State Incorporation Mistakes To Avoid
If you're a small business owner thinking about incorporating
, you've probably done lots of research already about how the process works and about the benefits of incorporation. But you probably also want to boost your knowledge in one other area--the incorporation mistakes you should avoid. Fortunately, with just a bit of planning and upfront research, you can easily avoid the biggest, most disastrous blunders.
Mistake #1 to Avoid: Unnecessarily Incorporating Your Small Business
Incorporating your business venture does reduce your business risks and may minimize taxes. But the benefits don't accrue automatically nor is all situations. Accordingly, verify that you will enjoy benefits.
If you must personally guarantee contracts or if you yourself provide all of the services, for example, incorporating may offer you modest legal protection. Personal guarantees and tort liability (for your own actions) may obviate the corporation's protective shield.
Furthermore, until your small business starts making significant profit, incorporation make not actually save you money. Running a corporation typically costs more in accountant's and attorney fees. And incorporation often doesn't save much money until you're paying quite a bit of income or payroll tax.
Mistake #2 to Avoid: Ignoring the Limited Liability Company Option
While some business people automatically think "corporation" for a new startup, a new business can also be operated as an LLC. And the limited liability company delivers big advantages over the historical corporate form.
Choosing to use a limited liability company, for example, often means simpler tax accounting. A one owner LLC (also known as a single member limited liability company) shows its income and deductions on the owner's regular tax return.
Example: A single member (one owner) LLC that owned by an individual that operates an active trade or business reports its business income and deductions on a Schedule C form on the individual's regular 1040 tax return.
Another clear advantage of the LLC? A limited liability company means easily corporate governance and operation as compared to a traditional corporation.
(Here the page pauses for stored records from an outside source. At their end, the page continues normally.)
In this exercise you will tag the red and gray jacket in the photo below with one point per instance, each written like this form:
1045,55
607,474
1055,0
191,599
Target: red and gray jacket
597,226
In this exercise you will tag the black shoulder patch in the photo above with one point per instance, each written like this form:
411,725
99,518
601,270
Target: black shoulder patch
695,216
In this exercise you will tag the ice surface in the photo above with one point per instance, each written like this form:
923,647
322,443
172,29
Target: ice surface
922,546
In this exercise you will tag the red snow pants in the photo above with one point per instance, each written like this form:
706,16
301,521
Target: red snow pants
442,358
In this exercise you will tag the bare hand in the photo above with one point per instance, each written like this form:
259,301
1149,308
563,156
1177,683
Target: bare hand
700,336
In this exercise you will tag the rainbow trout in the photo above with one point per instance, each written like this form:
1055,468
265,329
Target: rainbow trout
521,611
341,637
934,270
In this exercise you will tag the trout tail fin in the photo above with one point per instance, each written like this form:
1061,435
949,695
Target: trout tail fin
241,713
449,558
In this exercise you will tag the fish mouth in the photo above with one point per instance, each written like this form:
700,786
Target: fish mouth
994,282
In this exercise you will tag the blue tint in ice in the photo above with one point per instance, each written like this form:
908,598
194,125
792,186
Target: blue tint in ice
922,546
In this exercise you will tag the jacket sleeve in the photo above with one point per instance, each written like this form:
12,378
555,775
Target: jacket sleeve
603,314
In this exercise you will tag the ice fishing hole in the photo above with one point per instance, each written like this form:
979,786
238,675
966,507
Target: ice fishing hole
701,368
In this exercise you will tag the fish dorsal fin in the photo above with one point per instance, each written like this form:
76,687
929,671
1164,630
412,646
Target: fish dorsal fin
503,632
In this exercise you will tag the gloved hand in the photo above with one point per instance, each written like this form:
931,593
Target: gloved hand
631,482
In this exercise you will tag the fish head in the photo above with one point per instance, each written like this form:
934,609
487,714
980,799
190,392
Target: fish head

Mistake #3: Forgetting the S Election
A third, painful "incorporation" mistake is skipping or forgetting about the Subchapter S election which allows the corporation to avoid paying federal income taxes on the business profits.
By default, corporate profits are subject to income taxes when earned by the business and then again when distributed to shareholders as dividends. This double-shot taxation disappears, however, if the shareholders elect "Subchapter S" status.
Tip: Stockholders must make the "Subchapter S" election before or at the very start of the first year they want to escape corporate double-taxation.
Note: The precise deadline for making an S election is by the fifteenth day of the third month of the tax accounting year. If a corporation exists on January 1, for example, the election needs to be submitted to the Internal Revenue Service by March 15. Note, too, that S elections can be made up to twelve months in advance.